Aquilo que levava no peito, na forma de uma letra engenhosamente bordada, era um exemplo de seu delicado e imaginativo talento, do qual as damas de sociedade podiam alegremente se valer para acrescentar os mais ricos e primorosos adornos a suas vestes de ouro e seda. De fato, ali, com a simplicidade de tons escuros que caracterizava em geral a maneira puritana de vestir, não seria grande a demanda por seu fino artesanato. Mas o gosto da época, que favorecia a sofisticação em produções desse tipo, não deixou de influenciar nossos austeros ancestrais, que haviam passado por tantas modas diferentes talvez mais difíceis de abandonar. Espetáculos públicos, como ordenações, posses de juízes e tudo que pudesse emprestar certa majestade às formas pelas quais um
novo governo se apresenta ao povo eram, em regra, marcados por um
imponente e bem conduzido cerimonial, assim como por uma grave mas estudada magnificência. Golas portentosas, barras arduamente trabalhadas e luvas lindamente bordadas eram adornos considerados indispensáveis aos homens de Estado ao assumir o poder; e logo eram franqueados aos indivíduos com nome ou dinheiro, ainda que as leis a respeito de luxo e ostentação
proibissem esse tipo de extravagância entre plebeus. Também nos enterros - fosse para paramentar o defunto ou para expressar, nos múltiplos detalhes
simbólicos em tecido negro ou linho branquíssimo, a dor dos que ficavam - era frequente e normal a demanda pelo trabalho que Hester Pry nne podia fornecer.

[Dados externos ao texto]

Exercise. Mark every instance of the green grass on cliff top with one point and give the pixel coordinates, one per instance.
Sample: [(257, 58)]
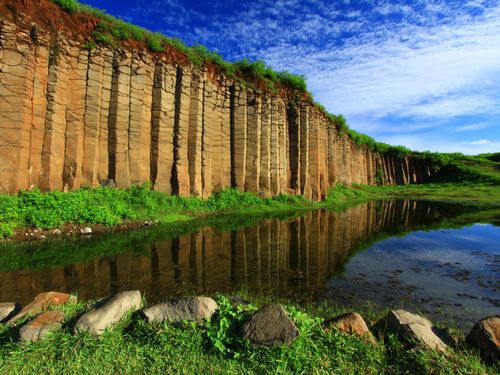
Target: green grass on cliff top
[(111, 31), (214, 347)]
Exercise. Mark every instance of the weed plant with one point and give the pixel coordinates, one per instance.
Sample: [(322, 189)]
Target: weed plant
[(134, 346)]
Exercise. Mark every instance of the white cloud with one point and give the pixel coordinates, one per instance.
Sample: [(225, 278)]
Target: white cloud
[(480, 142), (396, 71), (476, 126)]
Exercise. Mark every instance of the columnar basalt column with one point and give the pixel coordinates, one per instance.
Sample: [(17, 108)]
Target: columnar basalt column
[(16, 93), (162, 127), (55, 119), (107, 83), (92, 118), (39, 105), (180, 178), (275, 149), (314, 154), (216, 138), (195, 135), (294, 157), (75, 111), (207, 136), (225, 123), (253, 138), (305, 188), (141, 90), (265, 147), (239, 136), (119, 118), (283, 146)]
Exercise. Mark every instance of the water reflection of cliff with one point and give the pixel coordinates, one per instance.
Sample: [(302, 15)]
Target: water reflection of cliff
[(287, 257)]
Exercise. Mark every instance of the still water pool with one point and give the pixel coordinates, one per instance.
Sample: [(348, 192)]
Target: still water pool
[(429, 257)]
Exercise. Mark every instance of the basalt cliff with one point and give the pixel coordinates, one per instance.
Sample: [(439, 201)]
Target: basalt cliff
[(73, 116)]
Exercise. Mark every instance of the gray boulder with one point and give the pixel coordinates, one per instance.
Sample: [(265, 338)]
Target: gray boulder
[(8, 310), (268, 326), (413, 327), (485, 335), (179, 309), (44, 323), (108, 312), (351, 323)]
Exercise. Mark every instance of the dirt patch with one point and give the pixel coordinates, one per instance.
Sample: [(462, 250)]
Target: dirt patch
[(69, 230)]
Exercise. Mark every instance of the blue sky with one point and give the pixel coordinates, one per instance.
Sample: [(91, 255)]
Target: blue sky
[(423, 74)]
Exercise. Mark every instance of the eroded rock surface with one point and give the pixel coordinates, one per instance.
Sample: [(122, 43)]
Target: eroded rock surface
[(41, 302), (268, 326), (108, 312), (8, 310), (116, 117), (411, 326), (44, 323), (179, 309), (351, 323), (485, 335)]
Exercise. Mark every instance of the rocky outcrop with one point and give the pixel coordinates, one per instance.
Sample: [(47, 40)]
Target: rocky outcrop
[(43, 324), (185, 308), (413, 327), (41, 302), (8, 310), (351, 323), (108, 312), (73, 117), (269, 326)]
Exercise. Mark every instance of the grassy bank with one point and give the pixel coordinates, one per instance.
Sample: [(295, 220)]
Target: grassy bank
[(215, 347), (111, 207), (450, 192)]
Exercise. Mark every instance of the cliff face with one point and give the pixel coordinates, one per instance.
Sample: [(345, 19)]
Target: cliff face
[(70, 117)]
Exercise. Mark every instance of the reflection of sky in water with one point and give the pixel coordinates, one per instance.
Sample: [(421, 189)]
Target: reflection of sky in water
[(451, 274)]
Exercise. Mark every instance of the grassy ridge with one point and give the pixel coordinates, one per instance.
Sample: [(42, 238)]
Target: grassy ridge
[(214, 347)]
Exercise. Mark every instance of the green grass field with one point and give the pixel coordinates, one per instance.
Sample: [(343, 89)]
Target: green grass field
[(134, 347)]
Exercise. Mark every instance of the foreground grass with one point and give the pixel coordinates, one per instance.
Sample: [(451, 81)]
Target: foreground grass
[(215, 347)]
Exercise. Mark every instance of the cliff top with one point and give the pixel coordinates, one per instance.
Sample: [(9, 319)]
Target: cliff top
[(92, 27)]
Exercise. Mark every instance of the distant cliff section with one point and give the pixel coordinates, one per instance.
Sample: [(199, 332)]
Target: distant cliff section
[(74, 115)]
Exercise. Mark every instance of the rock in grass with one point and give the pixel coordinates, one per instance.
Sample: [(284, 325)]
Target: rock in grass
[(86, 230), (413, 327), (108, 312), (485, 335), (8, 310), (268, 326), (41, 302), (178, 309), (351, 323), (44, 323)]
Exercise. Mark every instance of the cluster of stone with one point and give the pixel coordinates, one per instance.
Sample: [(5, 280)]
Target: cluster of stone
[(266, 327)]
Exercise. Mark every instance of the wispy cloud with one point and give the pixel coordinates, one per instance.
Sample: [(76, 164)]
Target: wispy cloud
[(395, 69), (480, 142), (477, 126)]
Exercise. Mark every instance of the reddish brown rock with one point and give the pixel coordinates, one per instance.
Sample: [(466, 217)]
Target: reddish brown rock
[(44, 323), (71, 117), (41, 302), (8, 310)]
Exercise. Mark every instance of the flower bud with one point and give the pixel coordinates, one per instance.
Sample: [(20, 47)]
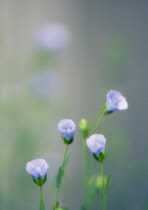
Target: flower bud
[(84, 127), (115, 102), (38, 170), (96, 144), (67, 128)]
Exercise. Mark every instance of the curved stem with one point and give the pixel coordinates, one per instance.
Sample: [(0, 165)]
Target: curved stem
[(41, 199), (103, 197)]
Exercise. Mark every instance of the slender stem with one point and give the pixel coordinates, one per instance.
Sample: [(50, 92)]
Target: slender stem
[(103, 197), (99, 120), (57, 189), (85, 160), (41, 199)]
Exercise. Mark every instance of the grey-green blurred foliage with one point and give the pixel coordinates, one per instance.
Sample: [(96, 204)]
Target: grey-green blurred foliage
[(108, 50)]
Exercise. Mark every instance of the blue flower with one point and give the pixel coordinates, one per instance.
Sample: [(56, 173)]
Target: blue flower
[(115, 101), (37, 168), (67, 128), (96, 144)]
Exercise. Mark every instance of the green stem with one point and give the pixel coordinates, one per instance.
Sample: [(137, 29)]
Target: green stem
[(41, 199), (85, 161), (103, 197), (99, 120), (57, 189)]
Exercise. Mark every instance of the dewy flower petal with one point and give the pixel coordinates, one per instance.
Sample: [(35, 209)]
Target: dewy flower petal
[(67, 128), (96, 143), (37, 168), (116, 101)]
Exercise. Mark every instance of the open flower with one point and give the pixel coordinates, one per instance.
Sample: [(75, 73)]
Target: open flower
[(96, 143), (115, 101), (38, 170), (67, 128)]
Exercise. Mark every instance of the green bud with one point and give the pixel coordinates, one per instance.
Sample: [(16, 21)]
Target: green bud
[(84, 127), (100, 157), (39, 180)]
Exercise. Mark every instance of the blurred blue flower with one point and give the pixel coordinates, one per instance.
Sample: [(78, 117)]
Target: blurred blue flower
[(37, 168), (96, 143), (116, 101), (46, 84), (52, 36), (67, 128)]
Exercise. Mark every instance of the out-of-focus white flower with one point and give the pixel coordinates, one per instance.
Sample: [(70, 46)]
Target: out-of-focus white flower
[(67, 128), (96, 143), (37, 168), (52, 36), (46, 84), (116, 101)]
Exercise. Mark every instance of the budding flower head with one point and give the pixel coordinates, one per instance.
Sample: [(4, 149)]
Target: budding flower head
[(115, 102), (84, 127), (67, 128), (96, 144), (53, 36), (37, 168)]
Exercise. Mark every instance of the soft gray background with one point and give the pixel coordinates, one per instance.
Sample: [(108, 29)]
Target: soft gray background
[(108, 51)]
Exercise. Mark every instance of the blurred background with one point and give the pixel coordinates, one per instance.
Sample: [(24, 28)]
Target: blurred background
[(58, 59)]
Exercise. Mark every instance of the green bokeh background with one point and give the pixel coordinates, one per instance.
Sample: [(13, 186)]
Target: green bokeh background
[(108, 50)]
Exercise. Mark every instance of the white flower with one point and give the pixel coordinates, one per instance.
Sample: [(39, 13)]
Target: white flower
[(116, 101), (96, 143), (52, 36)]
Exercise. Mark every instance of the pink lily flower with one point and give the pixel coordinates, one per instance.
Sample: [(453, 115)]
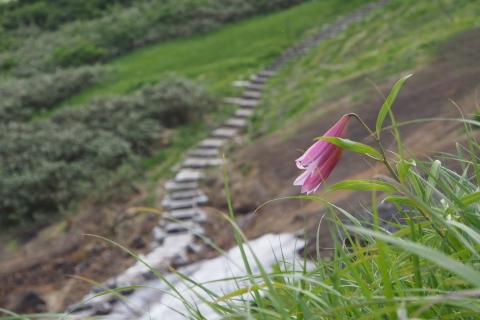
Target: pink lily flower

Enxovais de bebê - porque nessa época as crianças também se distinguiam pela roupa - apareciam como outra possibilidade de encomendas e remuneração.
Gradualmente e sem muita demora, seu trabalho, como diríamos hoje,
entrou na moda. Se por piedade de uma mulher condenada a um destino tão miserável, se pela curiosidade mórbida que empresta valor imaginário àquilo que é comum e banal, se por qualquer outra circunstância intangível que então, como agora, bastava para conceder a certas pessoas o que as demais buscavam em vão, ou ainda se pelo fato de que Hester realmente viera preencher uma lacuna que, de outro modo, restaria aberta, o certo é que se viu pronta e regularmente ocupada com suas agulhas pelo número de horas que julgasse adequado. A
vaidade talvez aceitasse se sacrificar para, em cerimônias de pompa e circunstância, cobrir-se dos ornamentos forjados por aquelas mãos pecadoras.
Seu trabalho com as agulhas podia ser apreciado na gola do governador; os
militares exibiam-no em suas echarpes e o pastor, em sua faixa; decorava o chapeuzinho do bebê; e acabava fechado nos caixões de defunto, para embolorar e apodrecer. Mas não há registro de uma única vez em que seu talento tenha sido
convocado a auxiliar nos bordados do véu branco que cobriria a face pura e
pudica de uma noiva. A exceção indicava o vigor sempre renovado com que a sociedade reprovava seu erro.
Hester buscava não mais do que sua subsistência, na mais modesta e ascética acepção da palavra, e um pouquinho de abundância para a filha. O vestido que ela própria trajava era feito do mais rude tecido e nos mais sombrios tons; e com apenas aquele enfeite - a letra escarlate - que era sua sina portar. Os trajes da
menina, por outro lado, diferenciavam-se por uma interessante - ou talvez devêssemos dizer fantástica - engenhosidade, a qual vinha aumentar o charme gracioso que, desde cedo, a própria criança desenvolvera, mas que também parecia carregar significado mais profundo. Podemos voltar ao assunto adiante.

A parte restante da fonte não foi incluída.